The Duke City Gladiators were only four hours from kickoff in their Indoor Football League season opener when word was passed down that their game that night in Frisco, Texas, against the Fighters was called off because of the coronavirus outbreak.
That was eight days ago. By this time there already were ominous clouds over the national sports scene.
A day earlier the NBA opted to suspend its season indefinitely. Within the next 24 hours March Madness was canceled and the NHL called a halt to its season.
Thus, for the Gladiators it was a long bus ride home to Albuquerque.
Said coach Cornelius “Pig” Brown: “We thought we were going to get to play in front of no fans, so it was kind of depressing. … At the end of the day we were all a little upset, but safety is most important.”
Probably no team member felt the anguish more than veteran receiver Dello Davis.
“It took me by storm,” he said by phone this week. “I was just totally locked in for the game. It really took a toll on me.
“I slept the whole bus ride home, about 10 hours. My body was totally exhausted. That’s how much it weighed on me. Everybody was super sad.”
As with all sports in the United States, no one knows when competition will resume.
“The league is literally on hold until we see how long this lasts,” Duke City chief operating officer Trey Medlock wrote in an email. “The goal for all teams is to play this season. In the meantime most of the teams have had some players go home and some players are staying in the teams’ markets.
“There is no official practice allowed but guys can get together and lift, run or throw without coaches.”
Gladiators team owner Gina Prieskorn-Thomas said seven of the 25 players on the roster opted to leave town. The others either have a residence in Albuquerque or are being put up at the team hotel. She said team sponsors are providing players food at a discount. Also players can earn income working for the team’s marketing department.
One of the players who opted to leave town was Ray Jones Jr., a former University of Delaware outside linebacker/strong safety who went undrafted in 2019 after completing his college eligibility. He was one of the surprises of camp by earning a roster spot as a defensive back.
“In the next 24 to 48 hours after the game was postponed, flights were (priced) low, so I figured why not book one because I’d rather be home during this time anyway,” Jones said.
He had been particularly eager to open his pro career after sitting out 2019 and working as a high school counselor. In the lead-up to the opener, he said he had been busy keeping friends and family updated on his budding career and informing them how to follow the action with a link to watch the game.
“We were so excited for the chance to hit somebody else for a change, too,” Jones said, “but when we were told the game was off, we said, ‘No way!'”
Another Duke City veteran, Manzano alum Jayson Serda, also took the postponement hard.
“We were all ready to go to the pregame meal and were in game-mode – and then we got the news,” he said “It just sucks that we put in all that work (in training camp) and didn’t get to play.”
Serda said he’ll keep busy working out with weights in his garage and running in the foothills.
Quarterback Nate Davis, the Champions Indoor Football MVP last year who was acquired from the Amarillo Venom in the offseason, said he doesn’t have access to weights and doesn’t need a gym, which are closed now anyway.
“Everyone knows how to stay in shape,” he said. ” All I have to do is take off running.
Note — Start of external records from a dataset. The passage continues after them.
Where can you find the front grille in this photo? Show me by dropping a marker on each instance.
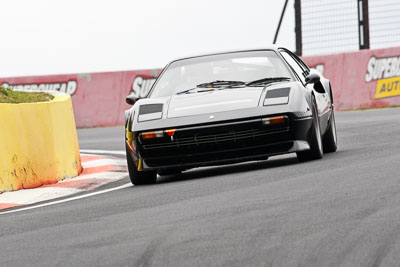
(197, 140)
(208, 143)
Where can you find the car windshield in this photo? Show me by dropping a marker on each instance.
(229, 70)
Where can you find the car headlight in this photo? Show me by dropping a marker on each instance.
(277, 97)
(150, 112)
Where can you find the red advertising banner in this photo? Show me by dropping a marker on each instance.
(362, 79)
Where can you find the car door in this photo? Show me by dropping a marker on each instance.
(301, 71)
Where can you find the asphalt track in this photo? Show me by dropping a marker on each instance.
(343, 210)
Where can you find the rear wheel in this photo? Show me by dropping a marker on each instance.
(139, 177)
(330, 138)
(315, 139)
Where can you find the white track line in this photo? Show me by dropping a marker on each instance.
(116, 152)
(69, 199)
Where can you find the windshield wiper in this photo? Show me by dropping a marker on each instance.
(219, 84)
(186, 91)
(267, 80)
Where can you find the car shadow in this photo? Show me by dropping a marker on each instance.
(207, 172)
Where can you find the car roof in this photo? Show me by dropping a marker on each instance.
(269, 47)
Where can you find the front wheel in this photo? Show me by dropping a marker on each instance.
(139, 177)
(330, 138)
(315, 139)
Breathing the air (at mile high altitude) is something different.”
Dello Davis, who’s sharing a house with Nate Davis and defensive lineman Anthony Jackson, is doing more than just running.
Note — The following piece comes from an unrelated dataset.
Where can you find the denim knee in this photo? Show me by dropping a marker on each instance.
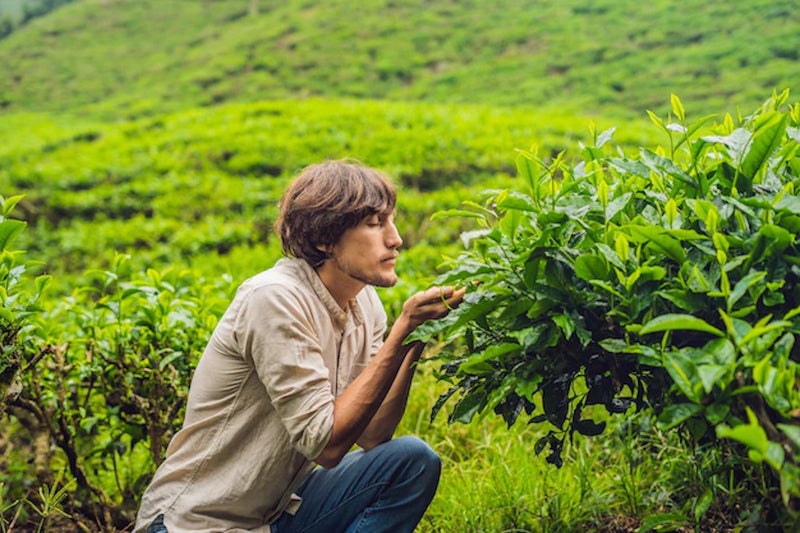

“We have (resistance) bands set up and we do push-ups, but we’re not Serda-fied,” he joked in reference to the muscular Serda.
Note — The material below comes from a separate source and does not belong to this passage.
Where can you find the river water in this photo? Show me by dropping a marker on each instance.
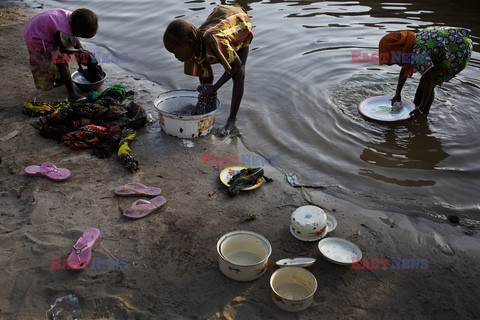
(302, 90)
In addition, during the virus outbreak team members are to take turns participating in live online 20-minute workout sessions designed for youth, called “Recess With the Gladiators.” The sessions are to be aired on the team’s social media outlets – Facebook, YouTube and Instagram – at 1 p.m. Mondays, Wednesdays and Fridays.
“These workouts are part of our effort to help youth maintain strong body, mind and spirit in all circumstances,” Prieskorn-Thomas said.
In the meantime, league commissioner Todd Tryon said Thursday he’s busier now than had the season been in full swing: “I’ve been at my kitchen table trying to reconstruct a new schedule without knowing the starting date.”
Tryon said the season can extend as far as Aug. 15. If it went deeper into August he said a big problem would be that the league game officials, who also work college football games, then would be unavailable.
“Our goal is still to play 14 games,” he said, “and if we start up again by April 24, we can make it. If we don’t start until May 1, maybe we’ll have just four playoff teams instead of eight. After that we’ll have to cut into the number of games.
“Our stance has always been to do what’s right, and when the environment says we can return, we can be up and running in 10 days.”